Since the London Eye is overrated (and overpriced), to give our friend Alexa a view of the city, Zoe, her roommate, and I decided to take her to St. Paul’s Cathedral. Built between 1675-1710, the building has seen an amazing amount of history: From the fallout of the British civil war to the Blitz (in which it served as both a navigation point for the Germans and a rallying point for the English). I had been meaning to visit since I came to London.
I wish I could show off photos of the breathtakingly ornate and elegant interior, but pictures are expressly forbidden within the cathedral. What we were allowed to take pictures of was the view from the dome. You see, included within the ticket price is the ability to climb all 528 steps to the top, first to the Stone Gallery and then to the Golden Gallery. And I thought the inside of St. Paul’s was breathtaking…
After we were back on Earth, our legs aching from the exertion, we hurried to catch out bus to the Warner Brother’s studio to do what else but see the Harry Potter studio tour.

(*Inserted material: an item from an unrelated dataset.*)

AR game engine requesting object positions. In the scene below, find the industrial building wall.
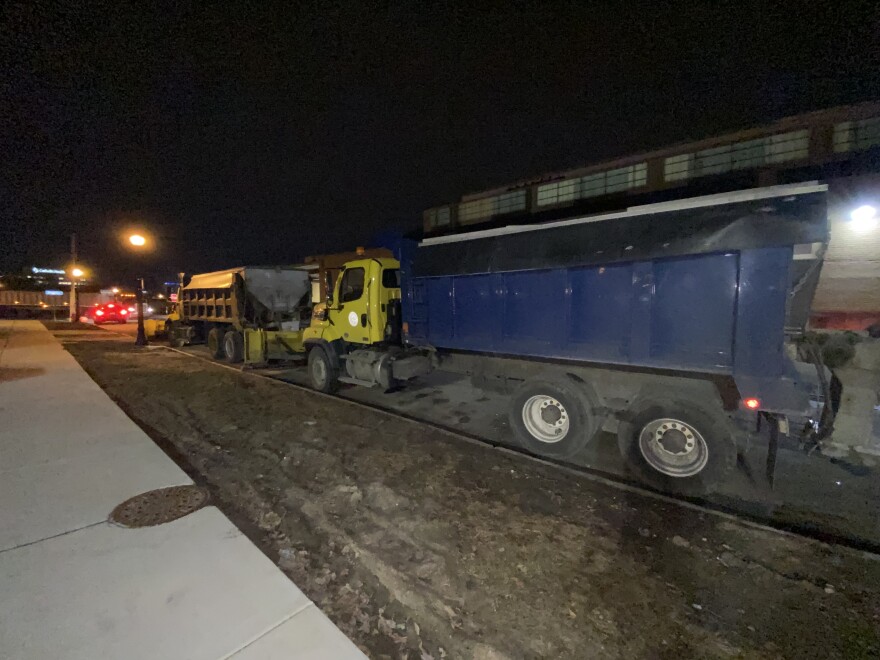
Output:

Alexa and Zoe were ecstatic, the giggling-uncontrollably, unable-to-stop-smiling type of ecstatic. I was excited but much tamer. While I’m a fan of Harry Potter (both the movies and books), it simple wasn’t as big of a part of my life as it was for them. But once we were grandly shown into the Great Hall at the beginning of the tour, I began to understand what they were feeling. The place was beautifully designed to engage people in not only the Potter-ness of everything but also the craft of the movies. It brilliantly showcased all the detail and talent involved within the making of all eight films. Everything was a monument to classic movie magic (literally and figuratively), and it was the film geek in me that became ecstatic.